"Проклятье! – сказал себе Пардальян. – Эта его откровенность, судя по всему, никак не хочет появляться на свет!"
– Я внимательно слушал вас, когда вы разговаривали с королем, – продолжал Эспиноза, пристально глядя на Пардальяна, – и мне показалось, будто некий род неприязни, которую вы питаете к нему, вызван главным образом тем рвением, с каким он искореняет ересь. Он несимпатичен вам, и более всего вы ставите ему в вину те массовые убийства, которые противны, как вы сами выразились, вашей чувствительности... Это так?
– Да... и еще кое-что другое, – загадочно произнес шевалье.
– Это потому, что вы видите лишь внешние проявления, а не то, что составляет существо дела. Вас поражает кажущееся варварство деяний, и оно мешает вам различить глубоко человечную, великодушную, возвышенную цель... Слишком великодушную и возвышенную, ибо она остается неуловимой даже для такого великолепного ума, как ваш. Но если я объясню вам...
– Объясните, сударь, я всей душой хочу, чтобы меня убедили... Хотя, по правде говоря, вам будет трудно уверить меня, будто вы приказываете сжигать этих бедолаг исключительно из великодушия и человечности; а ведь они просят лишь о том, чтобы им дозволили мирно жить-поживать, никому не мешая.
– И однако же я берусь убедить вас, – твердо сказал Эспиноза.
– Черт подери! Мне будет любопытно, как вам удастся оправдать религиозный фанатизм и преследования, им порождаемые, – с ехидной улыбкой сказал Пардальян.
– Религиозный фанатизм! Преследования! – вскричал Эспиноза. – Некоторые полагают, что этими двумя словами все сказано и объяснено. Хорошо, начнем именно с этого. Ведь вы, господин де Пардальян – человек без религии, не так ли? Я понял это с первого взгляда.
– Если вы подразумеваете под этим религиозную доктрину, обряды, – да, я человек без религии.

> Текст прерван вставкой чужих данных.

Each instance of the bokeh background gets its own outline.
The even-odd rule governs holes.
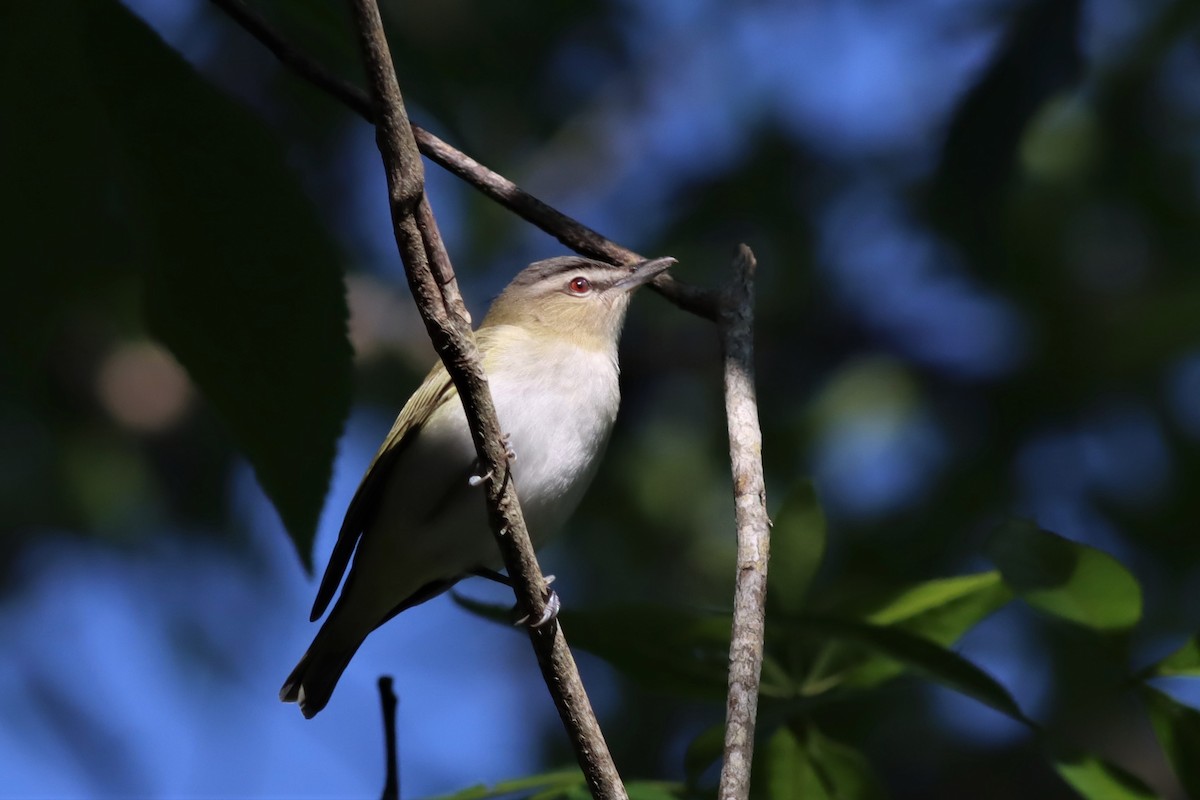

– Именно это я и имею в виду, – подтвердил Эспиноза. – Так вот, сударь, точно так же, как вы, и в том же самом смысле я – тоже человек без религии. Это мое признание могло бы, дойди оно до чужих ушей, привести меня на костер, хотя я и являюсь великим инквизитором! Надеюсь, это достаточное доказательство моего доверия вашему прямодушию? Оно должно показать вам, сколь далеко я намерен зайти в своей откровенности.
– Позвольте вас заверить, сударь, – сказал шевалье, – что, выйдя отсюда, я забуду все, что вы соблаговолите сообщить мне.
– Я знаю это, потому-то и говорю с вами без колебаний и без прикрас, – просто ответил Эспиноза и продолжал: – Там, где нет религии, не может быть и фанатизма. Есть лишь строжайшее применение тщательно продуманной системы.
– Фанатизм или система – называйте как хотите, но результат всегда один и тот же: истребление множества людей.
– Да неужто столь пустячные соображения могут останавливать вас? Что значат несколько жизней, когда речь идет о спасении и возрождении целой нации? То, что в глазах черни предстает как преследование, на самом деле – лишь обширная и совершенно необходимая хирургическая операция... Мы отсекаем пораженные гангреной руку или ногу, чтобы спасти тело, мы прижигаем огнем раны, чтобы они зарубцевались... Палачи! – говорят нам. Вздор. Раненый, который чувствует, как нож хирурга безжалостно терзает его трепещущую плоть, воет от боли и оскорбляет своего спасителя, тоже называя его палачом. Но врач не поддается своим чувствам, слыша вопли и бред больного... Он хладнокровно делает свою работу, он выполняет свой долг, заключающийся в том, чтобы завершить благодетельную операцию со всем возможным тщанием, и он спасает больного, зачастую вопреки воле самого страдальца.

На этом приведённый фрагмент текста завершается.